Allergia da esercizio fisico: cos’è e come si manifesta

Può manifestarsi all’inizio, durante o dopo l’attività fisica, ad esempio dopo un circuito di aerobica come la camminata, la corsa o il ciclismo. I sintomi tipici sono rossore e orticaria, affaticamento, difficoltà respiratorie e digestive, ma se non si interrompe lo sforzo, possono insorgere problemi circolatori e compromissione delle vie aeree.

Questa allergia è legata anche al cibo, infatti, i soggetti che ne soffrono avvertono i sintomi quando fanno sport e dopo aver mangiato determinati tipi di alimenti come i farinacei e i gamberi.

L’allergia è scatenata da una risposta anomala del sistema immunitario che rilascia dei composti responsabili dei sintomi allergici e infiammatori.

Per chi soffre di questa allergia svolgendo attività fisica può, quindi, far insorgere:

  • asma: lo sforzo può scatenare crisi asmatiche nei soggetti affetti da asma, ma alcuni presentano asma solo in occasione di sforzi fisici. L’asma da sforzo si manifesta più spesso quando l’aria è fredda e secca. Si avverte un senso di oppressione toracica. Il paziente presenta respiro sibilante, tosse e difficoltà respiratoria.
  • Reazioni anafilattiche: raramente, uno sforzo fisico intenso può scatenare una reazione allergica (anafilattica) diffusa e potenzialmente grave. In alcuni, questa reazione si manifesta solo se si ingerisce un alimento specifico prima di svolgere attività fisica. Compare difficoltà respiratoria o calo della pressione arteriosa che induce capogiri e collasso. Una reazione anafilattica può essere potenzialmente letale.

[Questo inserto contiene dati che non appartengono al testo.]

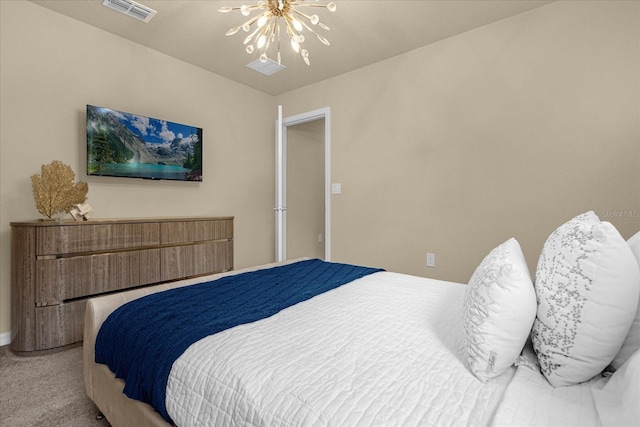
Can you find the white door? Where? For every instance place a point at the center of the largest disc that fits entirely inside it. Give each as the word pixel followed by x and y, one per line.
pixel 282 124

I sintomi, generalmente, si manifestano dopo 5-10 minuti dall’inizio dell’attività fisica o al termine dell’allenamento. 

Come trattare e prevenire il disturbo

Chi è soggetto a quest’allergia, ma non vuole rinunciare all’attività fisica, prima di fare sport dovrebbe seguire specifiche indicazioni:

  • fare sport almeno 6 ore dopo aver mangiato;
  • evitare i cibi che possono scatenare il disturbo;
  • portare con sé dei farmaci contro lo shock anafilattico.

Il disturbo può essere migliorato anche aumentando gradualmente l’intensità e la durata dell’attività fisica. Inoltre, gli specialisti consigliano di praticare lo sport insieme ad altri anziché da soli. Ci sono alcuni sport, come ad esempio il nuoto, che non sembrano essere associati all’anafilassi da sforzo.